UEA’s students’ union will boycott Picturehouse Cinemas, following a motion raised at Union Council that proposed showing solidarity with striking workers.

Motion 2147 Night of the Living Wage: Boycott Picturehouse resolved to support strikers of the cinema, who have been campaigning for a living wage for a number of years in London.

Picturehouse workers say the cinema company had agreed to pay them the London living wage, determined by the London Living Wage Foundation, of £9.75 an hour.

The boycott will involve the students’ union writing to Picturehouse and its owner Cineworld telling them they will not be allowed to attend freshers’ fairs or participate in other union activities “until the dispute is over”.

The motion was proposed by SU Mature Students Officer Lewis Martin, who urged students to support the workers involved in the strike.

SU Campaigns and Democracy Officer Jack Robinson said: “The SU Council agreed a range of student focussed policies at its last meeting which will see action taken on student mental health, starting at University, postgraduates that teach and students working for Picturehouse.

“The SU has a partnership in place with the GMB Trade Union to secure and promote rights for student workers- and given the number of students Picturehouse employ it’s important for us to help them secure the Living Wage, union recognition, sick pay and other rights that students who work at the SU get automatically”

Councillors voted to pass the motion by 33 votes to 28. 11 councillors abstained.

Jack Annand, union council representative for Business Society, said he voted against the motion as he did not feel the issue was “something that union council should be concerning itself with”.

He said: “In the end I voted against because I don’t think the student union has a right to intervene in issues outside of campus life, we should be dedicating our efforts and resources towards policies that actually make a difference on campus.”

Yannis Gourtsoyannis, an NHS campaigner leading the junior doctors’ strike and a member of activist group Momentum, told The New Statesman the dispute was “a direct result of government policy”.

They said:  “The best, and most crucial weapon against these plans is sustained and concerted industrial action.”

A spokesperson for Picturehouse Cinemas told Concrete they were disappointed by workers on strike.

They said: “In September 2017 Picturehouse Cinemas negotiated a pay increase with its staff.

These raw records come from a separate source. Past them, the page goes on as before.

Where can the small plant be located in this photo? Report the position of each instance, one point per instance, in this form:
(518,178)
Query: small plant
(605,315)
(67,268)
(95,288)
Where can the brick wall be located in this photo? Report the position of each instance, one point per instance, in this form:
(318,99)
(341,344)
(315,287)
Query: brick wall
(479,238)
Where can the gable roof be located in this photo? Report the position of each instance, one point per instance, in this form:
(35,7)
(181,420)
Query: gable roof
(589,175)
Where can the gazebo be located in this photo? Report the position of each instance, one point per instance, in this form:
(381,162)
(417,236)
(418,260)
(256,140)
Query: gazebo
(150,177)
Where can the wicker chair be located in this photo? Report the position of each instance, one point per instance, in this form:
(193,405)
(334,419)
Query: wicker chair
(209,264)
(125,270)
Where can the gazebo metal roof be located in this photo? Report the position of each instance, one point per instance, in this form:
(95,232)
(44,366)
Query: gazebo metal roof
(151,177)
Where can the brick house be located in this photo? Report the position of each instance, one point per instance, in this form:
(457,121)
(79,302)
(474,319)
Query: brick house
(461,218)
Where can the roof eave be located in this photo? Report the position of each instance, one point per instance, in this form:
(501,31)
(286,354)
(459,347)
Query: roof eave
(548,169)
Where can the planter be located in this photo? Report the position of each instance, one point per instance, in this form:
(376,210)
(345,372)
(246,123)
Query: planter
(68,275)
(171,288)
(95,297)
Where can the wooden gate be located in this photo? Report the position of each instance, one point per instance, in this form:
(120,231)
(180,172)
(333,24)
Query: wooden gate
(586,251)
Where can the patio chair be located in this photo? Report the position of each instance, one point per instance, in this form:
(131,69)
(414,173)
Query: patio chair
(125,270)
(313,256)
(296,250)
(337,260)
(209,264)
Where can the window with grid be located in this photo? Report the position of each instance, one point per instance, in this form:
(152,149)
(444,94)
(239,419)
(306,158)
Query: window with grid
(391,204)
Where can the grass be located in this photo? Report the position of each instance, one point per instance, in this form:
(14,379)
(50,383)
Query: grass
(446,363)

Within this agreement front of house staff in London (except the Ritzy) now receive £9.30ph, equivalent to £9.92ph when working an 8-hour shift  as we’re one of the few cinema companies who choose to pay for breaks. This was agreed via a majority vote with recognised staff union The Forum.

They said they also pay statutory maternity, sick and holiday pay.

Picturehouse are proud to be one of the highest paying companies in the cinema industry, we are therefore disappointed that a small proportion of our staff have chosen to strike.

Staff in our cinemas outside of London receive £8.36 per hour equivalent to £8.92 if working an 8 hour shift as breaks are paid. No Picturehouse Cinemas outside of London are choosing to strike.”

The government minimum is £7.50 for workers over the age of 25, in London.